# X working, but startx does not.



## Xrsus (Aug 1, 2009)

Weird situation that hopefully someone has come across and can direct me to a solution:

I'm using FreeBSD-7.2-p3, xorg 7.4, nvidia-driver, and nvidia-xconfig.  My output is only to a TV using an S-Video cable.

Basically, I've installed xorg using ports, then installed nvidia-driver and nvidia-xconfig also from ports.  I ran nvidia-xconfig, which went through and generated a xorg.conf file.  Now, using the command: "X -config /etc/X11/xorg.conf -retro", I am able to get the nVidia splash-screen, and then the nice "grey" background with an X for a cursor, which responds nicely to my mouse.
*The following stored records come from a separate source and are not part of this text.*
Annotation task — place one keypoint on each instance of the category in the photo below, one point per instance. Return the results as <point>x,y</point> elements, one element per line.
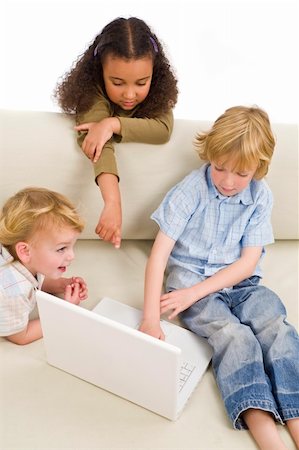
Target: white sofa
<point>43,408</point>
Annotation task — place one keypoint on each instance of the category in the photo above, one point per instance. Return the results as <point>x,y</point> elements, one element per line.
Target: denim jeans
<point>256,351</point>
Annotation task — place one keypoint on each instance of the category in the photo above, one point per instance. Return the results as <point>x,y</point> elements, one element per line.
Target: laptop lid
<point>110,355</point>
<point>195,354</point>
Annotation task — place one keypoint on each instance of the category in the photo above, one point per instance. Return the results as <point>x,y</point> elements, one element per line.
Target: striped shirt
<point>17,294</point>
<point>210,229</point>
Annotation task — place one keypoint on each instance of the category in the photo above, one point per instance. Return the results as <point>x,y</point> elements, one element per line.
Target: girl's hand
<point>98,133</point>
<point>153,329</point>
<point>75,290</point>
<point>109,225</point>
<point>177,301</point>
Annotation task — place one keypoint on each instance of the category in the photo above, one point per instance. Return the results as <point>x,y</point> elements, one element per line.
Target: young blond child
<point>213,228</point>
<point>38,231</point>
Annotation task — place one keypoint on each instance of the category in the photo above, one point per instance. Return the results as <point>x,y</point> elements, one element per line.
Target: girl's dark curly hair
<point>128,39</point>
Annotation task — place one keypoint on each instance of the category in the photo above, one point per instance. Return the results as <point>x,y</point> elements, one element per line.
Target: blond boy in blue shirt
<point>213,228</point>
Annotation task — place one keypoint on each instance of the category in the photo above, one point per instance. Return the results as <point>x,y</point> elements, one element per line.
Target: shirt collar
<point>7,258</point>
<point>244,197</point>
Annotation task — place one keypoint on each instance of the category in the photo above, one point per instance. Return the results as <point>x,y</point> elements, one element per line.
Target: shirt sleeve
<point>14,314</point>
<point>107,161</point>
<point>258,231</point>
<point>178,205</point>
<point>148,131</point>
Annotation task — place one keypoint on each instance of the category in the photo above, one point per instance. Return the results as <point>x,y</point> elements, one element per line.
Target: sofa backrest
<point>40,149</point>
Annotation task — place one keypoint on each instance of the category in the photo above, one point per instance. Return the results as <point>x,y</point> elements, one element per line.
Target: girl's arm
<point>109,225</point>
<point>154,276</point>
<point>181,299</point>
<point>32,332</point>
<point>147,131</point>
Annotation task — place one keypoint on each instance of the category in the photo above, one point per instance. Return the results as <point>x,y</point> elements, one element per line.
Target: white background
<point>224,52</point>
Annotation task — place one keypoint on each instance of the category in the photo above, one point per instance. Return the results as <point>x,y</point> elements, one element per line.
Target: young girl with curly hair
<point>122,89</point>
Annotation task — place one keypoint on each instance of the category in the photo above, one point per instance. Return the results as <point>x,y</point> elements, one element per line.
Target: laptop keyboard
<point>185,372</point>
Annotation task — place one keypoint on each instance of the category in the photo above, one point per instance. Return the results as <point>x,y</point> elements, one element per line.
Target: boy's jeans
<point>256,352</point>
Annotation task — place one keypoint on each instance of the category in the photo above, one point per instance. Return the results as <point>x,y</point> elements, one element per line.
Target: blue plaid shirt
<point>210,229</point>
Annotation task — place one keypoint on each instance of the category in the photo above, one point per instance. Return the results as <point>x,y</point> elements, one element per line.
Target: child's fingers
<point>82,127</point>
<point>117,239</point>
<point>68,293</point>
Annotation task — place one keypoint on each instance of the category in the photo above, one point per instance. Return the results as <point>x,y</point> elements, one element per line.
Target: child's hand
<point>177,301</point>
<point>75,290</point>
<point>109,226</point>
<point>153,329</point>
<point>98,133</point>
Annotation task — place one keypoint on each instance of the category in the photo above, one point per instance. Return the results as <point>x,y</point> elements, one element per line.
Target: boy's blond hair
<point>242,135</point>
<point>34,209</point>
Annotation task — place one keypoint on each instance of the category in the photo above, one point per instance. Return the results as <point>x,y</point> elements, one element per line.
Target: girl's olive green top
<point>148,131</point>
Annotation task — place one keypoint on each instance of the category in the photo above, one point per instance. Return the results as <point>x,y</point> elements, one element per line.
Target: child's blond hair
<point>242,135</point>
<point>33,209</point>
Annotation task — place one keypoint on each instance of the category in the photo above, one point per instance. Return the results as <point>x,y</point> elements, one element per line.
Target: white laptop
<point>104,347</point>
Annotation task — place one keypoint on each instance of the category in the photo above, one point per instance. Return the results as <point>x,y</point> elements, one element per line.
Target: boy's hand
<point>109,226</point>
<point>76,290</point>
<point>153,329</point>
<point>177,301</point>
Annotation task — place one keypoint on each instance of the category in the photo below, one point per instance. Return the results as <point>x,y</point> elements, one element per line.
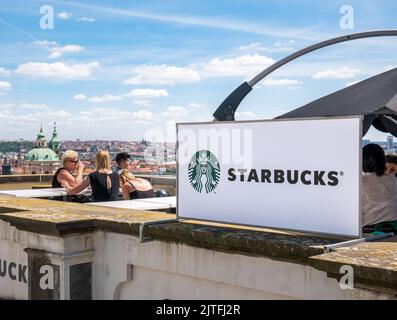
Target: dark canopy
<point>374,98</point>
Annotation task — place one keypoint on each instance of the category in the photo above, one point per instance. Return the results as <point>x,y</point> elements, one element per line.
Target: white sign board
<point>302,174</point>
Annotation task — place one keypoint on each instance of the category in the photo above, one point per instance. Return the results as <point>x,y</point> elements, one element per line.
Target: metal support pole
<point>329,247</point>
<point>226,110</point>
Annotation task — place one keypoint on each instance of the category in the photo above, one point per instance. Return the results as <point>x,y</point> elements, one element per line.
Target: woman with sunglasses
<point>70,164</point>
<point>104,182</point>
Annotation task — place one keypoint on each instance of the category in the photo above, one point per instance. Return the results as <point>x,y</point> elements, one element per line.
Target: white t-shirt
<point>379,199</point>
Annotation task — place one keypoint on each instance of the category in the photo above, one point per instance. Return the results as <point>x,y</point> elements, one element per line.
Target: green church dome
<point>41,154</point>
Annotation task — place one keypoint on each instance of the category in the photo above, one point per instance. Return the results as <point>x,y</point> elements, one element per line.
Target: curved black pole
<point>226,110</point>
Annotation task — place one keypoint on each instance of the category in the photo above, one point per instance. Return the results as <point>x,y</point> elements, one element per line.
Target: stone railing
<point>167,183</point>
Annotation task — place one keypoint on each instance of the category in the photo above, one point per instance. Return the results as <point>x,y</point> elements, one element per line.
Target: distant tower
<point>55,142</point>
<point>40,141</point>
<point>390,143</point>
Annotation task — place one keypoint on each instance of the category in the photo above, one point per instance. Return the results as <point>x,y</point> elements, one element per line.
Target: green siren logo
<point>204,171</point>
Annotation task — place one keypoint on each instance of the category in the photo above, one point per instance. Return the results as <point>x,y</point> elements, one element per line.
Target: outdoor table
<point>39,193</point>
<point>35,193</point>
<point>171,201</point>
<point>132,204</point>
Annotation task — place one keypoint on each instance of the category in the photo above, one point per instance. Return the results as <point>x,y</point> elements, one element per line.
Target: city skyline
<point>121,71</point>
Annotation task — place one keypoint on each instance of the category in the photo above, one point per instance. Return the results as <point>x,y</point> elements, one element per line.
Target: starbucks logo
<point>204,171</point>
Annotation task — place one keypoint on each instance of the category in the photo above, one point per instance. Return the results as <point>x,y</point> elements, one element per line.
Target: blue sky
<point>121,69</point>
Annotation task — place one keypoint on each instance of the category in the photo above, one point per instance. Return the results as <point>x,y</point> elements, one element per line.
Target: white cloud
<point>6,105</point>
<point>80,97</point>
<point>245,115</point>
<point>247,65</point>
<point>280,82</point>
<point>57,70</point>
<point>341,73</point>
<point>105,98</point>
<point>277,47</point>
<point>86,19</point>
<point>4,72</point>
<point>65,15</point>
<point>30,106</point>
<point>114,115</point>
<point>147,93</point>
<point>175,112</point>
<point>59,51</point>
<point>195,105</point>
<point>390,68</point>
<point>44,43</point>
<point>4,85</point>
<point>163,74</point>
<point>140,94</point>
<point>143,103</point>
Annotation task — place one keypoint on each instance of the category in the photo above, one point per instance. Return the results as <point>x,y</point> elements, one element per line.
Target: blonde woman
<point>70,163</point>
<point>135,188</point>
<point>104,182</point>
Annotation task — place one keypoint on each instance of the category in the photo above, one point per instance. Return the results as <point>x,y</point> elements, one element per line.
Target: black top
<point>136,194</point>
<point>101,191</point>
<point>55,183</point>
I exited and created an .xinitrc file with just "xterm &" in it.  When I try to run "startx", I get the nice nVidia splash screen, but then pauses on a blank screen for a second, and returns me to my prompt, no errors being reported on the screen.
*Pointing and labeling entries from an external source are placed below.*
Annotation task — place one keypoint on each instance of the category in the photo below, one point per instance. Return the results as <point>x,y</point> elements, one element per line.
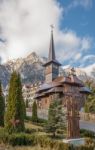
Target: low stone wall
<point>43,113</point>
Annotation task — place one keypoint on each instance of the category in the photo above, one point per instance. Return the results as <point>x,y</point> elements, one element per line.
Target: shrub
<point>3,136</point>
<point>34,112</point>
<point>29,131</point>
<point>21,139</point>
<point>86,133</point>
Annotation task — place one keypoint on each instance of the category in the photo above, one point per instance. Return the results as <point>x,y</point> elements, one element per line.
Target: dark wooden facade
<point>69,89</point>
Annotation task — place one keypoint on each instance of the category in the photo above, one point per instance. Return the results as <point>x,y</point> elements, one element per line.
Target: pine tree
<point>90,102</point>
<point>2,107</point>
<point>15,114</point>
<point>34,112</point>
<point>27,103</point>
<point>56,117</point>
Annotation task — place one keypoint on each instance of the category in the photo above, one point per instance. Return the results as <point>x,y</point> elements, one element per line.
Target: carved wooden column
<point>73,130</point>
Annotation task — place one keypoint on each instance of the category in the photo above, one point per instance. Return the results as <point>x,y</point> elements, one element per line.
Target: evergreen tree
<point>56,117</point>
<point>34,112</point>
<point>90,102</point>
<point>2,107</point>
<point>27,103</point>
<point>14,117</point>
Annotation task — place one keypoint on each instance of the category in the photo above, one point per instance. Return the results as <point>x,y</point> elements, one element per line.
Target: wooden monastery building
<point>70,89</point>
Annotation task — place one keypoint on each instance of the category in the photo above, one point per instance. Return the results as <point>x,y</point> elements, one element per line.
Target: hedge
<point>41,140</point>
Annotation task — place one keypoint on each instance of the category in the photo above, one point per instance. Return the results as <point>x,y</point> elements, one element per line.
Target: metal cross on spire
<point>52,27</point>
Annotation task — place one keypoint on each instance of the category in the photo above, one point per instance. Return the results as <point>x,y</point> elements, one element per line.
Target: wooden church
<point>69,89</point>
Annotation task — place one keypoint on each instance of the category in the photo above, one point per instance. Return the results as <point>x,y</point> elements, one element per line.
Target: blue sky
<point>25,27</point>
<point>80,18</point>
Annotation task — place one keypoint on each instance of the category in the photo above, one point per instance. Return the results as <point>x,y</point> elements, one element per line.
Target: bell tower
<point>52,65</point>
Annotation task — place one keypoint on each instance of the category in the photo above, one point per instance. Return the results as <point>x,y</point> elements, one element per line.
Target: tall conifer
<point>34,112</point>
<point>14,118</point>
<point>2,107</point>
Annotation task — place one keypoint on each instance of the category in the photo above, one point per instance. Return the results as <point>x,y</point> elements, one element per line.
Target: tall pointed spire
<point>51,56</point>
<point>51,48</point>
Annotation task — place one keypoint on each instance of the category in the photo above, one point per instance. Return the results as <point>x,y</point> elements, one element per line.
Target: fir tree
<point>14,117</point>
<point>90,101</point>
<point>27,103</point>
<point>2,107</point>
<point>34,112</point>
<point>56,117</point>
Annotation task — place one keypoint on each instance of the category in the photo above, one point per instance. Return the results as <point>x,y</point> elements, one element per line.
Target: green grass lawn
<point>3,147</point>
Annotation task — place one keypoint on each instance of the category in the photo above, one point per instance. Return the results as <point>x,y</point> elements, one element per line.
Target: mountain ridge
<point>31,69</point>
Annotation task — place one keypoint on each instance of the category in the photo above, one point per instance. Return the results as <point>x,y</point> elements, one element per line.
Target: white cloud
<point>89,69</point>
<point>88,58</point>
<point>25,26</point>
<point>86,4</point>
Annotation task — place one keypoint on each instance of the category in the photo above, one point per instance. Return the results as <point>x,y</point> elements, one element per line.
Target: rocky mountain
<point>31,69</point>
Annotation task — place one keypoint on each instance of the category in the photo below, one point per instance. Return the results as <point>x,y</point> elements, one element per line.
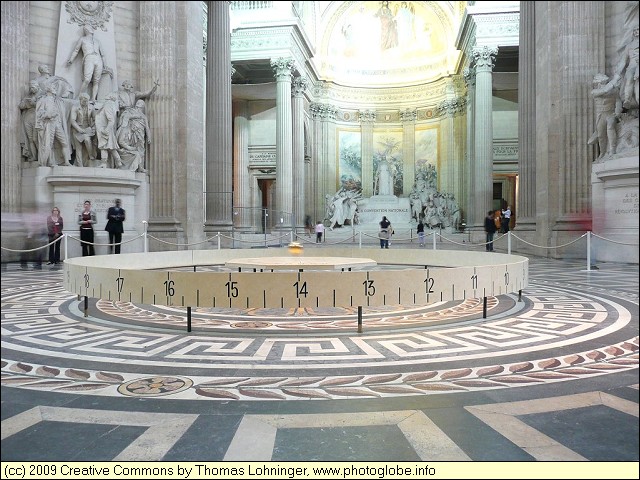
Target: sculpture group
<point>616,99</point>
<point>63,127</point>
X seems to be running, but instead of starting my xterm, it just exits.  I'm sure I missed a step somewhere, but have been banging my head on my desk and I don't want the desk to fall apart, so figured I'd post instead.


----------



## Beastie (Aug 1, 2009)

In your .xinitrc, write *exec twm* on the second line after *xterm &*, and try `% xinit` again.
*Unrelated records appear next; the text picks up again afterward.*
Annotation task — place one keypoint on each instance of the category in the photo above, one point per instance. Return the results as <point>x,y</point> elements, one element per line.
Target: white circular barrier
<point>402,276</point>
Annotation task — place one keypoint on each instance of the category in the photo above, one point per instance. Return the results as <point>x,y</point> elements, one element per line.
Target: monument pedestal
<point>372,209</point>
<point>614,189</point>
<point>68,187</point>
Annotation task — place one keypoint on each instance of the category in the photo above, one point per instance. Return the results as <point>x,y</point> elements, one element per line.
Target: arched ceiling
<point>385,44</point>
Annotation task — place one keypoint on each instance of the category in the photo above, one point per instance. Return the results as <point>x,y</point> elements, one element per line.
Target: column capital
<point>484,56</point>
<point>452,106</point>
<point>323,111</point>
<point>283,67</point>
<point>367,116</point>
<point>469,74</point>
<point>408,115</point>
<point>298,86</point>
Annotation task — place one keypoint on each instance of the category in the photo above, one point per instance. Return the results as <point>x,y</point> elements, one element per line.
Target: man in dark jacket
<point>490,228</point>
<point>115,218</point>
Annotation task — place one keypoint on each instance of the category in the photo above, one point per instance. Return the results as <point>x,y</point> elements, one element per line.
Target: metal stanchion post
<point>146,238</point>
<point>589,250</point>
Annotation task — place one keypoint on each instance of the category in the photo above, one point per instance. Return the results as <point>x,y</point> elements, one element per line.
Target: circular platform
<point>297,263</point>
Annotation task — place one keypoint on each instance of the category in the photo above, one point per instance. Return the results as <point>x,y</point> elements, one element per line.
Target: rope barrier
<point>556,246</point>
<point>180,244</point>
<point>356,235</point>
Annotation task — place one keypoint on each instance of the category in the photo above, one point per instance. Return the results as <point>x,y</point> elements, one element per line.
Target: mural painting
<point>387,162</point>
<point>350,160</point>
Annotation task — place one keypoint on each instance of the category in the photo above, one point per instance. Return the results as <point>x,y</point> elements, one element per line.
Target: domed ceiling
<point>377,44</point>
Of course, after that, you may want to install other window managers/desktop environments:
http://www.freebsd.org/ports/x11-wm.html
http://www.freebsd.org/doc/en_US.ISO8859-1/books/handbook/x11-wm.html


----------



## Xrsus (Aug 1, 2009)

You are the man Beastie! I knew I was missing something stupid, but was in that "'been looking at this screen too long" mode.


----------